Am frühen Morgen des 1. September dieses Jahres verstarb Holocaust-Überlebender Olaf Strassmann in einem Krankenhaus in Kfar Saba (Israel). Olaf Strassmann war 1932 in einer Werkswohnung der Zuckerraffinerie Rositz in Zechau-Leesen als Sohn des Kaufmanns Philipp Strassmann und dessen Ehefrau Marie geboren worden. 1934 zog die Familie nach Altenburg. 1938 wurde der Vater ohne Vorwarnung aus Deutschland ausgewiesen und 1941 bei Stryj in der heutigen Ukraine ermordet. Olaf Strassmann konnte in Altenburg 1938 keine staatliche Schule mehr besuchen und wurde in Leipzig an einer jüdischen Schule unterrichtet. Da der Schulweg für den erst sechsjährigen Olaf zu beschwerlich war, wurde er im Jüdischen Kinderheim Leipzig untergebracht, wo er bis 1941 blieb. Die Mutter wurde 1943 wegen angeblicher „Wehrkraftzersetzung“ zu einer Zuchthausstrafe verurteilt und Olaf sowie sein kleinerer Bruder Joachim kamen in das Jüdische Krankenhaus Berlin, in dem eine Waisenstation bestand. 1944 wurden die Brüder in das Ghetto Theresienstadt deportiert. Von den 54 nach Theresienstadt deportierten Personen waren am 10. Mai 1945 – dem Tag der Befreiung des Ghettos – gerade noch 17 am Leben. Unter den Lebenden waren die beiden Strassmann-Brüder, was nicht selbstverständlich war. Die beiden Brüder standen auf einer Deportationsliste nach Auschwitz und wären damit dem sicheren Tod geweiht gewesen. Im letzten Moment konnte die Deportation verhindert werden, weil ihre Mutter keine jüdischen Wurzeln hatte. Im Juni 1945 kehrten die Brüder zu der 1944 aus der Haft entlassenen Mutter zurück. Noch kurze Zeit blieben sie in Altenburg, dann zogen sie nach Rositz. Die Mutter hatte das Ladengeschäft nebst Wohnung zurückerhalten. Das erste Mal seit 1941 besuchte Olaf Strassmann wieder eine Schule – doch er bestand darauf, nicht – wie vom Schulleiter vorgeschlagen – nicht in die vierte, sondern die achte Klasse eingeschult zu werden, schließlich war er bereits 13 Jahre. So kam es. 1948 zog es Olaf Strassmann zu seinen 1939 nach Erez Israel ausgewanderten Geschwistern und so reiste er mit einer Jugendgruppe nach Israel. Er kam in den Kibbuz Na’an, wo er um 1951 seine spätere Frau Ziona kennenlernte. Beide heirateten 1955. Die glückliche Ehe hielt bis zum unerwarteten und nie ganz überwundenen Tod der Ehefrau im Jahr 2012. Das Paar hat drei Töchter groß gezogen. Olaf Strassmann arbeitete bis zu seiner Pensionierung 1997 über 30 Jahre bei der israelischen Fluggesellschaft El Al.

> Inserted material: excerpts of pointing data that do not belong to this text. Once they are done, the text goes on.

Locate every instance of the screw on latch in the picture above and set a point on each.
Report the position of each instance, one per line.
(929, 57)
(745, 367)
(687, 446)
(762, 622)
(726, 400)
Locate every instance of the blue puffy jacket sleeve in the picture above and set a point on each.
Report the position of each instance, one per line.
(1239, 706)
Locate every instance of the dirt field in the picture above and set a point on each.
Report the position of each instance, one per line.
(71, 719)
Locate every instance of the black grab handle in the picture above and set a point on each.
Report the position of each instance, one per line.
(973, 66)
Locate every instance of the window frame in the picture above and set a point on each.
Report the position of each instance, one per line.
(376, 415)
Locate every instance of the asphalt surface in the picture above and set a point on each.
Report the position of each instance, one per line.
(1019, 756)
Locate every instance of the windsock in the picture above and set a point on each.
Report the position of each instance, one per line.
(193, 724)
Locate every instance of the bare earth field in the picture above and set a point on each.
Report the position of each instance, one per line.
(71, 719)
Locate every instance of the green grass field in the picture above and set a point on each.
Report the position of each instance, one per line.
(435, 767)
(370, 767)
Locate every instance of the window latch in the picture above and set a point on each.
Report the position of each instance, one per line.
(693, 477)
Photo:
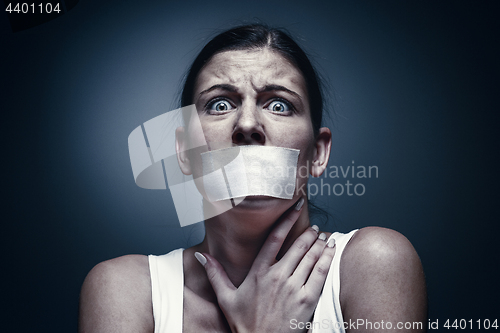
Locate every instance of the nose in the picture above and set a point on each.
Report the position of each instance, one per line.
(248, 129)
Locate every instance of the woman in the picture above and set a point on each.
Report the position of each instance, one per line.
(261, 266)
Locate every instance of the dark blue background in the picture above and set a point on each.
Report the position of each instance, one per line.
(416, 93)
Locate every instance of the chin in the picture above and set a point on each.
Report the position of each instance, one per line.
(261, 202)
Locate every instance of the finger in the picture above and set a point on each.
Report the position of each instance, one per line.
(301, 250)
(316, 280)
(306, 265)
(272, 245)
(223, 287)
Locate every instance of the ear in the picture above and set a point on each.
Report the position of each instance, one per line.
(181, 150)
(322, 148)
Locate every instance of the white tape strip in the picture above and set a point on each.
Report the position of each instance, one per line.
(243, 171)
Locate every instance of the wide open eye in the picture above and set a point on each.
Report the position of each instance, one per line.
(279, 106)
(219, 106)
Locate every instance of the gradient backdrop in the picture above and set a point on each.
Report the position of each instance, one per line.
(416, 89)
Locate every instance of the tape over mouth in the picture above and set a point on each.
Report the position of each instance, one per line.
(229, 174)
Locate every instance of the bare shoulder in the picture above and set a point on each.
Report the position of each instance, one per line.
(376, 246)
(382, 278)
(116, 296)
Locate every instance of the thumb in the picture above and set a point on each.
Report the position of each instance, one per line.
(223, 287)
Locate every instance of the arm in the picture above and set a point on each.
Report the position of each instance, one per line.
(116, 297)
(382, 280)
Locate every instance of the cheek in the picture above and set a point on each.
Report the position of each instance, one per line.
(217, 135)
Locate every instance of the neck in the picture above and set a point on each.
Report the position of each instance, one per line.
(235, 237)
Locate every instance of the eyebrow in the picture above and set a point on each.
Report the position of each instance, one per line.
(273, 87)
(267, 88)
(227, 87)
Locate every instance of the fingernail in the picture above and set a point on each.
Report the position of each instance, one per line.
(201, 258)
(299, 204)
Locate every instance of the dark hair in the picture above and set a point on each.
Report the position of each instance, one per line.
(256, 36)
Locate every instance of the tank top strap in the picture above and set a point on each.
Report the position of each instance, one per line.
(328, 314)
(167, 287)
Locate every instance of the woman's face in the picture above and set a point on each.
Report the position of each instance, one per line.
(254, 97)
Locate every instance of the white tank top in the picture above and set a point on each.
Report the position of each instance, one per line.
(167, 285)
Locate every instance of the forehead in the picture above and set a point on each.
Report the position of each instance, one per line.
(256, 68)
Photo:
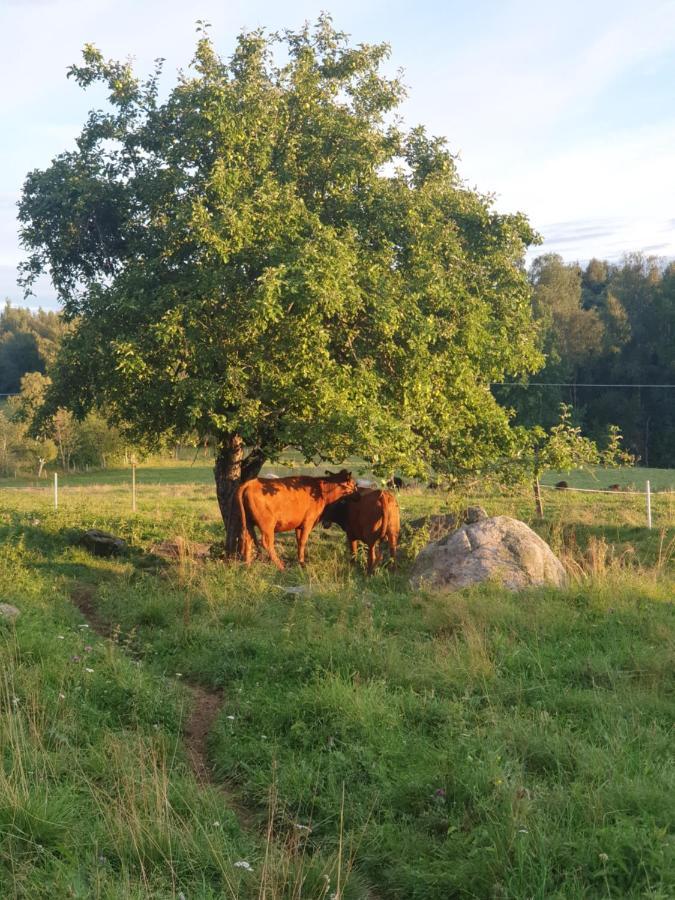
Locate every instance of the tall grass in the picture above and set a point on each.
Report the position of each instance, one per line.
(385, 742)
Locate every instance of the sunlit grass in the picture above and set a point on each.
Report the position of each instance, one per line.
(472, 744)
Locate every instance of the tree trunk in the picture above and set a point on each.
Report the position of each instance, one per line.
(231, 469)
(537, 497)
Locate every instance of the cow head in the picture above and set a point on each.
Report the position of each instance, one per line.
(344, 484)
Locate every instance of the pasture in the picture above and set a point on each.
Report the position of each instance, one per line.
(368, 741)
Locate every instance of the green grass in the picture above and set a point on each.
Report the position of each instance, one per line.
(478, 744)
(632, 478)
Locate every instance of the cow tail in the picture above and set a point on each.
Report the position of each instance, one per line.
(386, 518)
(242, 516)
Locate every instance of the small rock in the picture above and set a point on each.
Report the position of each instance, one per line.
(298, 589)
(7, 611)
(180, 548)
(100, 543)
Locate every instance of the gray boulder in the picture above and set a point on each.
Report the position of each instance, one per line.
(7, 611)
(499, 548)
(100, 543)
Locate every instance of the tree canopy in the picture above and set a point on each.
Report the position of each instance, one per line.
(267, 256)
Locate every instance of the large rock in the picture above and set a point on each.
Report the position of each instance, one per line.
(438, 526)
(498, 548)
(100, 543)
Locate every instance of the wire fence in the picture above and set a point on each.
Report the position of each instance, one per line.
(130, 487)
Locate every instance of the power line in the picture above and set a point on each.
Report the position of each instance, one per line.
(579, 384)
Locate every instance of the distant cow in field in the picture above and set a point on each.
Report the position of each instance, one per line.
(369, 516)
(294, 503)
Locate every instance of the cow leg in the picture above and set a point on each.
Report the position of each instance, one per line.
(393, 546)
(267, 538)
(353, 548)
(302, 535)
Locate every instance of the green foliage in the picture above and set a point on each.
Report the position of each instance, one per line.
(29, 342)
(267, 254)
(610, 324)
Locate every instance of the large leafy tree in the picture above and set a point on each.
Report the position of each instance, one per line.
(267, 257)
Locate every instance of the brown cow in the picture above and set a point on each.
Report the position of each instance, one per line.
(294, 503)
(374, 518)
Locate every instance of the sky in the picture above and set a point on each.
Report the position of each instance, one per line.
(562, 111)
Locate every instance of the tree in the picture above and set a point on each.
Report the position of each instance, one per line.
(29, 342)
(564, 447)
(266, 257)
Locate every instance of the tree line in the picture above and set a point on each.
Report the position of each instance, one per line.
(265, 256)
(605, 324)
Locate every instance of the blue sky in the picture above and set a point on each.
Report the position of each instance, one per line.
(563, 111)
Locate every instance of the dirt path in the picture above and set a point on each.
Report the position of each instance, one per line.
(202, 712)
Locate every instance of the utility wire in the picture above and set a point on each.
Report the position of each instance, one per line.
(579, 384)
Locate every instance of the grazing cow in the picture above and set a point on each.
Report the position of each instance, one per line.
(373, 518)
(294, 503)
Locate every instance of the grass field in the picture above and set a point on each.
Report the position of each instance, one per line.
(371, 741)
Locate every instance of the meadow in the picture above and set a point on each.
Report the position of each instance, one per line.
(369, 741)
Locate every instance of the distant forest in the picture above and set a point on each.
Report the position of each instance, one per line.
(605, 324)
(602, 324)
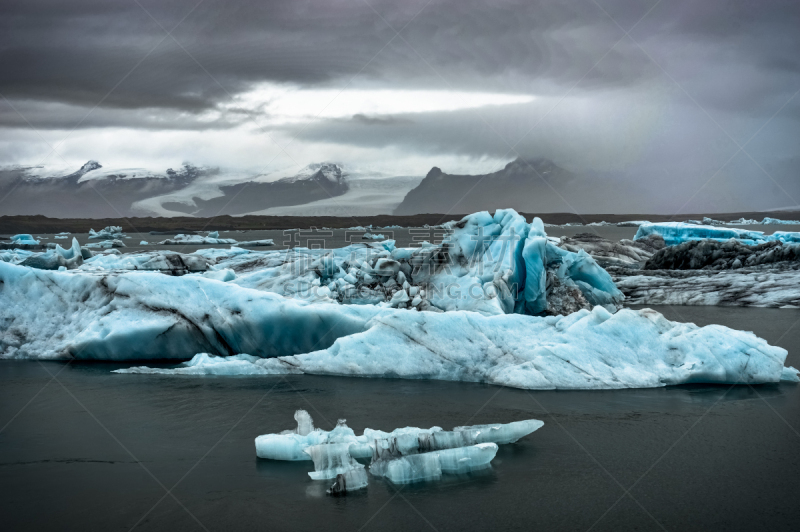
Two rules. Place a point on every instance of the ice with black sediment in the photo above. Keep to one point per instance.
(402, 456)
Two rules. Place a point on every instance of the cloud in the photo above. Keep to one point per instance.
(273, 83)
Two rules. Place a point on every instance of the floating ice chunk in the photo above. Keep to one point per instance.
(112, 232)
(181, 239)
(24, 239)
(56, 258)
(258, 243)
(166, 261)
(790, 374)
(678, 232)
(775, 221)
(291, 445)
(431, 466)
(330, 460)
(224, 274)
(304, 422)
(205, 364)
(351, 480)
(107, 244)
(500, 433)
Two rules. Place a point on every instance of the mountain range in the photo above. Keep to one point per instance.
(534, 185)
(320, 189)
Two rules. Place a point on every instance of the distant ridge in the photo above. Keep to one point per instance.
(524, 185)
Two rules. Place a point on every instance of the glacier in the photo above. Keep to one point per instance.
(403, 456)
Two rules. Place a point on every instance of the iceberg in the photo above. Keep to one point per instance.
(58, 257)
(331, 460)
(678, 232)
(182, 239)
(585, 350)
(145, 315)
(403, 456)
(775, 221)
(352, 479)
(258, 243)
(431, 466)
(24, 240)
(479, 267)
(112, 232)
(164, 261)
(292, 444)
(722, 255)
(107, 244)
(608, 253)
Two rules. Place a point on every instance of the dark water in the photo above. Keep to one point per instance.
(90, 450)
(313, 238)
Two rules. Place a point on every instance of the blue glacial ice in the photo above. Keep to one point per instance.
(430, 466)
(402, 456)
(112, 232)
(58, 257)
(24, 240)
(257, 243)
(678, 232)
(144, 315)
(212, 238)
(377, 444)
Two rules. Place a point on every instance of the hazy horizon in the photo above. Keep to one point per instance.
(657, 106)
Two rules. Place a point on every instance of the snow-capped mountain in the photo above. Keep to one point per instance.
(333, 172)
(92, 191)
(314, 182)
(526, 185)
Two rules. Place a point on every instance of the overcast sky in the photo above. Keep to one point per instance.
(695, 97)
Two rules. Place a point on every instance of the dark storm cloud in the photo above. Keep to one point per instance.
(671, 101)
(76, 52)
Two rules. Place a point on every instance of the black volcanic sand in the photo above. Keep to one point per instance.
(42, 224)
(336, 238)
(91, 450)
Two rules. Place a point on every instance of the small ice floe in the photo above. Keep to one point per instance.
(402, 456)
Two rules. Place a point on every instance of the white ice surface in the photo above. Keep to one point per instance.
(181, 239)
(430, 466)
(585, 350)
(677, 232)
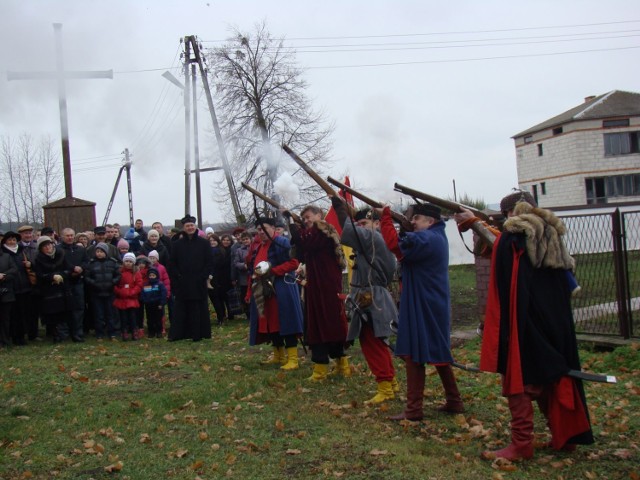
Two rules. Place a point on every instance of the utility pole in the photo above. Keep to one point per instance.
(187, 127)
(223, 155)
(196, 147)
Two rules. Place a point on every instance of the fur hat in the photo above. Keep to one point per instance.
(509, 202)
(427, 209)
(103, 246)
(129, 256)
(42, 240)
(188, 219)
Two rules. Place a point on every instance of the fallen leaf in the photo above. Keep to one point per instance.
(375, 452)
(114, 467)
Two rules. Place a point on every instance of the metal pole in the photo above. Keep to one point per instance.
(62, 102)
(187, 127)
(196, 148)
(216, 128)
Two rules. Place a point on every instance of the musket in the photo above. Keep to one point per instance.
(579, 374)
(302, 164)
(481, 230)
(270, 201)
(318, 179)
(442, 203)
(398, 217)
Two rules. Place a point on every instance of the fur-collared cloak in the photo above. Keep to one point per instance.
(319, 249)
(529, 334)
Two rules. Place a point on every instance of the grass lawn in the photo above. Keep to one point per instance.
(156, 410)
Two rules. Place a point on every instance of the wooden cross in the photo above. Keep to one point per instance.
(60, 75)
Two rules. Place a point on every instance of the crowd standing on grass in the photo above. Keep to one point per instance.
(289, 276)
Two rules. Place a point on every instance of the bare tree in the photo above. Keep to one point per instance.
(31, 177)
(261, 102)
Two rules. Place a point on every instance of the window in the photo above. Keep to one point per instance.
(615, 123)
(621, 143)
(602, 188)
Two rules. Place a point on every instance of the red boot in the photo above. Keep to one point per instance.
(521, 431)
(454, 401)
(415, 393)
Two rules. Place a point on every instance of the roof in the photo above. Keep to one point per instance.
(69, 202)
(616, 103)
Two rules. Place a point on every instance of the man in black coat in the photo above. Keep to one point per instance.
(76, 257)
(190, 263)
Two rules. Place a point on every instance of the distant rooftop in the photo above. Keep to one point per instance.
(616, 103)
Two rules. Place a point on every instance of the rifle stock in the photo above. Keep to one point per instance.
(270, 201)
(442, 203)
(398, 217)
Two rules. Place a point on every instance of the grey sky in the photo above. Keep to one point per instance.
(444, 111)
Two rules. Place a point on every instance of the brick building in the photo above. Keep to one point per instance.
(587, 155)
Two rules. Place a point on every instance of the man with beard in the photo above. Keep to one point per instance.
(189, 266)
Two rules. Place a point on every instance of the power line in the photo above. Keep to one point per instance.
(454, 32)
(460, 60)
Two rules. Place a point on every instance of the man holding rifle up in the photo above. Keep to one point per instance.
(424, 323)
(373, 308)
(529, 335)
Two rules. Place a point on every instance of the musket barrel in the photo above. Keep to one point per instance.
(310, 171)
(447, 204)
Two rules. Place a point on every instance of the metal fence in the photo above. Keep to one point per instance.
(607, 252)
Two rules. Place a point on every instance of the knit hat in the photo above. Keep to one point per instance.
(103, 246)
(9, 235)
(129, 256)
(43, 239)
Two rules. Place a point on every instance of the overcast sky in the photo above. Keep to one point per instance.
(437, 99)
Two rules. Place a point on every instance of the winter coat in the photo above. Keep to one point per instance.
(56, 298)
(8, 267)
(101, 276)
(21, 279)
(189, 266)
(128, 289)
(76, 256)
(163, 252)
(154, 293)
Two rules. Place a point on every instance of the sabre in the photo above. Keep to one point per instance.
(589, 377)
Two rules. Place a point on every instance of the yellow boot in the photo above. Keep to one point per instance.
(385, 392)
(292, 359)
(341, 367)
(395, 385)
(320, 371)
(278, 357)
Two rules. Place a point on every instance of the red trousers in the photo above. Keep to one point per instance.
(377, 354)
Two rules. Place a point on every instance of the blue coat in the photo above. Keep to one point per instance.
(424, 324)
(287, 294)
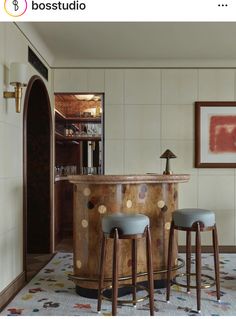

Seine Heimat hat Olaf Strassmann nie vergessen und war ihr eng verbunden. Sobald sich die Möglichkeit ergab, nach Altenburg zu kommen, nutzte er sie – auch dank der freundlichen Unterstützung von Dr. Christa Grimm, die bis zuletzt eine enge Vertraute Olaf Strassmanns war. Mit wenigen Ausnahmen kehrte Olaf Strassmann fortan jedes Jahr nach Altenburg zurück und hatte stets einen prall gefüllten Terminkalender auf seiner „Urlaubsreise“. Denn es war ihm ein besonderes Anliegen, speziell jungen Menschen seine Lebensgeschichte zu erzählen. Wie Bruder Ingolf wurde Olaf Strassmann zu einem wichtigen Zeitzeugen. Ein wichtiger Zeitzeuge war er auch besonders deshalb, weil er einen besonderen Zugang zu jungen Menschen hatte, die Gräuel der NS-Zeit wohldosiert erzählte und seinen Vortrag immer wieder durch heitere Anekdoten aus seinem Leben auflockerte. Trotz der grausamen Dinge, die Olaf Strassmann widerfahren sind, bestimmten nicht Hass, Groll oder Schuldzuweisungen seine Erzählungen, ihm ging es um das verbindende, versöhnende Element. Seine zahlreichen Altenburger Freunde bewunderten und schätzten genau diese Eigenschaft.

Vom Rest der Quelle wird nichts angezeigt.